Wir alle haben uns heute zum Volkstrauertag hier am Denkmal für die gefallenen Soldaten in Sosa eingefunden. Ich freue mich sehr, dass Sie alle gekommen und heute dabei sind. Auch wenn die Zitate etwas älter sind, so sind sie auch heute noch sehr aktuell und mahnen damit auch in der Gegenwart zum Nachdenken, was Frieden eigentlich bedeutet. 

Der Volkstrauertag wurde auf Vorschlag des 1919 gegründeten Volksbundes Deutsche Kriegsgräberfürsorge als Gedenktag für die Kriegstoten des Ersten Weltkrieges eingeführt. Dieser Tag sollte ein Zeichen der Solidarität mit den Hinterbliebenen der Gefallenen und Kriegstoten aussenden. 1922 fand die erste offizielle Feierstunde im Deutschen Reichstag in Berlin statt. Dabei rief Reichstagspräsident Paul Löbe eindringlich zur „Abkehr vom Hass“ auf und warb für Versöhnung und Verständigung. Ein Komitee, dem von den großen Glaubensgemeinschaften bis zum jüdischen Frauenbund viele verschiedene Verbände Über den Volkstrauertag angehörten, erreichte unter Federführung des Volksbundes, dass der Volkstrauertag in den meisten Ländern des Deutschen Reiches gemeinsam begangen wurde: am Sonntag Reminiscere, dem fünften Sonntag vor Ostern. In der Weimarer Zeit jedoch verlor die Trauer um die Gefallenen ihre gesellschaftlich verbindende Wirkung. Dies lag an der umstrittenen Deutung des Ersten Weltkrieges. Die politischen Kräfte, die am Volkstrauertag vorrangig den Kampf der deutschen Soldaten heroisierten, wurden immer stärker. Schon bald darauf übernahm Reichspropagandaminister Goebbels die Deutungshoheit, was ja zum Glück auch beendet wurde.

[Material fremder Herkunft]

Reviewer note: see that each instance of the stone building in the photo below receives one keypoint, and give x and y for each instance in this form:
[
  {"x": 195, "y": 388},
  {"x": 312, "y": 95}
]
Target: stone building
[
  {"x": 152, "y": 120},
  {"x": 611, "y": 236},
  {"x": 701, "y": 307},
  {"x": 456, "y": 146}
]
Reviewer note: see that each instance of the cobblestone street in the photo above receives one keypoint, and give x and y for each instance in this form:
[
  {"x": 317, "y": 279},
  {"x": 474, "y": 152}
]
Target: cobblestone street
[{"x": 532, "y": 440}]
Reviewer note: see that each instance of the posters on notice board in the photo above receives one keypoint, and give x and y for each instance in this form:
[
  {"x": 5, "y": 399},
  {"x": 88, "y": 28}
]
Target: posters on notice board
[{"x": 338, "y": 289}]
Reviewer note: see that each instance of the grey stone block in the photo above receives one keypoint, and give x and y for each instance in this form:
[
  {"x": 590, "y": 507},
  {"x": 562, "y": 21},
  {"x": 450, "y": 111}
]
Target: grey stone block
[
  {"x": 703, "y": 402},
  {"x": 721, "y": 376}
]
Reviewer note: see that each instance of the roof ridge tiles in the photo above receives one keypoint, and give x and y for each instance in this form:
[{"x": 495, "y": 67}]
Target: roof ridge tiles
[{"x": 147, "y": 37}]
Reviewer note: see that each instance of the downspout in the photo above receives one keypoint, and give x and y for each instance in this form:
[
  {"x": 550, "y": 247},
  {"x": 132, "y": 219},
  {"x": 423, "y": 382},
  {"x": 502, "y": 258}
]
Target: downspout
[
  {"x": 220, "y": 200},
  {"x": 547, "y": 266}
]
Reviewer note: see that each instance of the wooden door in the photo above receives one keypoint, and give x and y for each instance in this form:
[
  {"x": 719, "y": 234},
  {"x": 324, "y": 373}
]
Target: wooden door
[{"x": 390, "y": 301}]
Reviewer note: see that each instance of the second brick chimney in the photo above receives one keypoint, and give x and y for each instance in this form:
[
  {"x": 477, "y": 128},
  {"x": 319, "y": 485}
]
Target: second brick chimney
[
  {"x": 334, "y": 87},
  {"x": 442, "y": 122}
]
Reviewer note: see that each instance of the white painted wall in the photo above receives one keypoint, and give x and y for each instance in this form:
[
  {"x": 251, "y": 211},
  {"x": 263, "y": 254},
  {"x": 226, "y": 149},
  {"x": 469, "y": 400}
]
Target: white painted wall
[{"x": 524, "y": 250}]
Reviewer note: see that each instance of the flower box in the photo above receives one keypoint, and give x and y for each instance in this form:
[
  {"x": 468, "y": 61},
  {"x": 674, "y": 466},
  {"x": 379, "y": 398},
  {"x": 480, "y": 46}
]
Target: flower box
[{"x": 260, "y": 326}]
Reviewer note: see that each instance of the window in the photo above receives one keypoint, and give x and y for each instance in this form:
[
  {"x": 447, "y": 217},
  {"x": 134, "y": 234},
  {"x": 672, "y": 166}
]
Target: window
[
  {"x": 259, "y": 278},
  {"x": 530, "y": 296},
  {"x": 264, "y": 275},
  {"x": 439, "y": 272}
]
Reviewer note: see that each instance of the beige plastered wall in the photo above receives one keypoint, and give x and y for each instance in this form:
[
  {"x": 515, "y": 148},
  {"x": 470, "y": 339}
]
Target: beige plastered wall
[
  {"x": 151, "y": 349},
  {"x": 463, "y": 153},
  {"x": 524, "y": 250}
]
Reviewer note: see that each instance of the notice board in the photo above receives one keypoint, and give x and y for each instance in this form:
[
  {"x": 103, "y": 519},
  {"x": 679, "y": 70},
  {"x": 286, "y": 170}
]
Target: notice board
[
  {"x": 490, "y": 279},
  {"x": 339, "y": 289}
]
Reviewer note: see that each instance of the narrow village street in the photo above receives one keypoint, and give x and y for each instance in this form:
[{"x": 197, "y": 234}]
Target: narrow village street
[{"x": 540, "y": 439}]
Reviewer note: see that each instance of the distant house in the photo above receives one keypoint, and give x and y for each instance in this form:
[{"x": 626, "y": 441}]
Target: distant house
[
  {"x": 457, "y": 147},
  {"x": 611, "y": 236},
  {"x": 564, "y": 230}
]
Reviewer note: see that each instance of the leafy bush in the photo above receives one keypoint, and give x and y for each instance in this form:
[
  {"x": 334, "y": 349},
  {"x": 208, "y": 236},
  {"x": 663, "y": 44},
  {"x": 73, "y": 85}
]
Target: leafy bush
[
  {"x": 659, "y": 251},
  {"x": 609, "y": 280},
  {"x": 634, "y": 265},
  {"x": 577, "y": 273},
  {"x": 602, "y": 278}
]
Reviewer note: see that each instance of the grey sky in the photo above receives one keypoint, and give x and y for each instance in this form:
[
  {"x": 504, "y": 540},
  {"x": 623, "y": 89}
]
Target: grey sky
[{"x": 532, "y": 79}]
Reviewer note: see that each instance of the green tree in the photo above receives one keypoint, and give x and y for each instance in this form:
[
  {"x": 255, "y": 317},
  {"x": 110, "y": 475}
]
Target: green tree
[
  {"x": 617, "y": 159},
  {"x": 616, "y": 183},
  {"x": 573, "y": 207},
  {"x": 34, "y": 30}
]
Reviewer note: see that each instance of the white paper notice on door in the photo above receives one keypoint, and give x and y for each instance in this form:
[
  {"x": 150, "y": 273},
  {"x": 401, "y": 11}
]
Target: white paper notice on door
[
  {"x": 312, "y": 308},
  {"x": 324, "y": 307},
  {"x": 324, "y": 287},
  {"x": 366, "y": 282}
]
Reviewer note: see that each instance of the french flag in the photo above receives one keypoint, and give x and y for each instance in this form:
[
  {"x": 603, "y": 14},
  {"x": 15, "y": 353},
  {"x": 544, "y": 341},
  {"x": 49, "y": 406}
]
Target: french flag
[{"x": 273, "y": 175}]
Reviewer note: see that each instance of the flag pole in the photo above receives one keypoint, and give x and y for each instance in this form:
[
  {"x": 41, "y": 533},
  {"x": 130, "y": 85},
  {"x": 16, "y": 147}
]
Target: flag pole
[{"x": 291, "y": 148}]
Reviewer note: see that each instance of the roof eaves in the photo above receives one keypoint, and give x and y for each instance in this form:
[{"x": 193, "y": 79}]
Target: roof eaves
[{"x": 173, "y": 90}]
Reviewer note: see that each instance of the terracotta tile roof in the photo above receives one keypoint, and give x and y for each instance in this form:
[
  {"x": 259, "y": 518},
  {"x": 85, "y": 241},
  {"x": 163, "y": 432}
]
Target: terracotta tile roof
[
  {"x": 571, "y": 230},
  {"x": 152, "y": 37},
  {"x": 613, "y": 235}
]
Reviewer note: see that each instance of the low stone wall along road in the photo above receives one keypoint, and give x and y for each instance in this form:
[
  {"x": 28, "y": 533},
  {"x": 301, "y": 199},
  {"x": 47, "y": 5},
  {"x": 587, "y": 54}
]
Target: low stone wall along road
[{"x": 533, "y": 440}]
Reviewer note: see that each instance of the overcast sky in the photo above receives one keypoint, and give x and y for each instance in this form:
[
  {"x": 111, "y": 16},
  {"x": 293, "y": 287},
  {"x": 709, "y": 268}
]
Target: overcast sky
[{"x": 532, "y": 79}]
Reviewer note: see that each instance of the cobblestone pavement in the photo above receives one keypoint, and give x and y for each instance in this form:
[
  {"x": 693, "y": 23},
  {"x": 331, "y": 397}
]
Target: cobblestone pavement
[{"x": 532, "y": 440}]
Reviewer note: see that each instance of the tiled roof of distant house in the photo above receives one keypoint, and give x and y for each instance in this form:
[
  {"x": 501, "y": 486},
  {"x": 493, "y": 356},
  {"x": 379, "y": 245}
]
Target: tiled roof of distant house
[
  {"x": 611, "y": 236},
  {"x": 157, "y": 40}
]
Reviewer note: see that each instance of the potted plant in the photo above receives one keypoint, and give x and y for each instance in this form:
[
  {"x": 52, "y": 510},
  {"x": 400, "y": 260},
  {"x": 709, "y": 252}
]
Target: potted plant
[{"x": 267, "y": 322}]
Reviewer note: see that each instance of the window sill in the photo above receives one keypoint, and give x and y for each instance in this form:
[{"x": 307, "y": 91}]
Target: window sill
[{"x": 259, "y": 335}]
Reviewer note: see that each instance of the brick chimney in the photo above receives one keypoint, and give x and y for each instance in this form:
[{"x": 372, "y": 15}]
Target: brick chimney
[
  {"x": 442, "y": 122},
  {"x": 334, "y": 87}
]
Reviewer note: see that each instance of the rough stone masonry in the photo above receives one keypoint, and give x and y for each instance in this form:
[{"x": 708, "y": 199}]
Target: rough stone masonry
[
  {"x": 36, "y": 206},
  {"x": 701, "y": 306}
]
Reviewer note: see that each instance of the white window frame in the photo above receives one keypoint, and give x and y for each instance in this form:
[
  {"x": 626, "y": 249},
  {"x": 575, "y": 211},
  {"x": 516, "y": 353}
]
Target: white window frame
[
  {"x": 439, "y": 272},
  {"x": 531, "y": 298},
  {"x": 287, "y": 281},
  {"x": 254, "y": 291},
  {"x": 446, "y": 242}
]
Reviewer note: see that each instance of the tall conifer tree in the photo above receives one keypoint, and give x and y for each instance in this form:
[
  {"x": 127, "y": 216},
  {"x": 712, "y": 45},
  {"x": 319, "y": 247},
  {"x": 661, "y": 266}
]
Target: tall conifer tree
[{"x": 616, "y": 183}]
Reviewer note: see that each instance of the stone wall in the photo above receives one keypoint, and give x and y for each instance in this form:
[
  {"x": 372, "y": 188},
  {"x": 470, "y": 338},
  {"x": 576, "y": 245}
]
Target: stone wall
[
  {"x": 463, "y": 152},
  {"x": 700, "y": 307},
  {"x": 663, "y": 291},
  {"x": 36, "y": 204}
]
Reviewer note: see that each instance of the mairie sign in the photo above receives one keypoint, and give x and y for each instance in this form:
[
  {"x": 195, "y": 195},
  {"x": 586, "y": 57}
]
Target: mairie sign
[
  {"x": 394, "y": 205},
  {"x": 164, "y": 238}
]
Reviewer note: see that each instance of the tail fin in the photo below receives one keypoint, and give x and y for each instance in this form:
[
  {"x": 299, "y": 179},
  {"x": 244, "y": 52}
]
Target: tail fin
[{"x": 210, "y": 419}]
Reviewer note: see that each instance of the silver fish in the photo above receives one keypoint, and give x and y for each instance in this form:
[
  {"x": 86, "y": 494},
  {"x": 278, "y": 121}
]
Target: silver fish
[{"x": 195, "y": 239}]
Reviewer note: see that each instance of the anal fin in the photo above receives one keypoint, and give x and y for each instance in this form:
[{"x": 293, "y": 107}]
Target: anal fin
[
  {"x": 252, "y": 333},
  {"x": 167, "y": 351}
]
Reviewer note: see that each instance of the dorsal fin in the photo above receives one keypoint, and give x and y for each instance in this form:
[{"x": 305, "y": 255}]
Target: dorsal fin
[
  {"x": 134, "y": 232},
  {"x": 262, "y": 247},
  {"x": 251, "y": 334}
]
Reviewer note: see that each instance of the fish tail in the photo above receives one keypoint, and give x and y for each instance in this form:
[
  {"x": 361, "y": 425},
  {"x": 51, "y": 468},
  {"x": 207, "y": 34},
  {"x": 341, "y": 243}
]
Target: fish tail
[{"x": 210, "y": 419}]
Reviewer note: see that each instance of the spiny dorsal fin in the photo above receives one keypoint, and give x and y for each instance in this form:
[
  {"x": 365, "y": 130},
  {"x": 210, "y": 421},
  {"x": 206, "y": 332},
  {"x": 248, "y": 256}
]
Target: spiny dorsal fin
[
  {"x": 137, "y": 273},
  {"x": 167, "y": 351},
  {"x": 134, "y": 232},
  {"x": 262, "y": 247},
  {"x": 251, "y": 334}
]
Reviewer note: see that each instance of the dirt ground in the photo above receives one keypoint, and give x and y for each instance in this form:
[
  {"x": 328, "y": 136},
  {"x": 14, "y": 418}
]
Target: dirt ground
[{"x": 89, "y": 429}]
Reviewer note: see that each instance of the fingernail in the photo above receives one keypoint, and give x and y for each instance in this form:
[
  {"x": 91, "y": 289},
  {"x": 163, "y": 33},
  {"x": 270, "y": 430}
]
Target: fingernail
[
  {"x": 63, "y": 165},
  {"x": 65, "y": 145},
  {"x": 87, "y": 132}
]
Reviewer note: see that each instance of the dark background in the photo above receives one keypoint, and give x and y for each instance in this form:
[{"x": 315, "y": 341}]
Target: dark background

Wie in vielen anderen am Krieg beteiligten Ländern prägte auch bei uns, in den ersten Jahren nach dem Zweiten Weltkrieg der unmittelbare Schmerz über den Verlust der eigenen Angehörigen das Gedenken. Die politischen Dimensionen und auch die Frage von Schuld und Verantwortung wurden gelegentlich angesprochen, jedoch sind diese Stimmen viele lange Jahre leise geblieben. Es dauerte lange, bis die deutsche Gesellschaft zur Erkenntnis fand, dass das gemeinsame Erinnern und die toten Soldaten, nicht allein auf die Toten der Weltkriege und damaligen Diktaturen begrenzt sein können. Wie wir alle wissen, hat die deutsche und damit auch die europäische Teilung nach 1945 sehr viele weitere Opfer gefordert. Gott sei Dank ist Europa heute kein „Kontinent des Krieges“ mehr.

Der Volkstrauertag ist ein Tag des stillen Gedenkens an alle Opfer von Krieg und Gewalt und zugleich ein Tag der Besinnung, wie wir heute auf Krieg, Gewalt und Terror reagieren, was wir heute für Frieden, Freiheit, Gerechtigkeit und Menschlichkeit bei uns und in der Welt tun können. Nicht nur die Tradition, sondern die Einsicht beantwortet immer wieder geäußerte Zweifel, ob wir diesen Gedenktag - mehr als 75 Jahre nach Ende des Zweiten Weltkrieges - noch brauchen.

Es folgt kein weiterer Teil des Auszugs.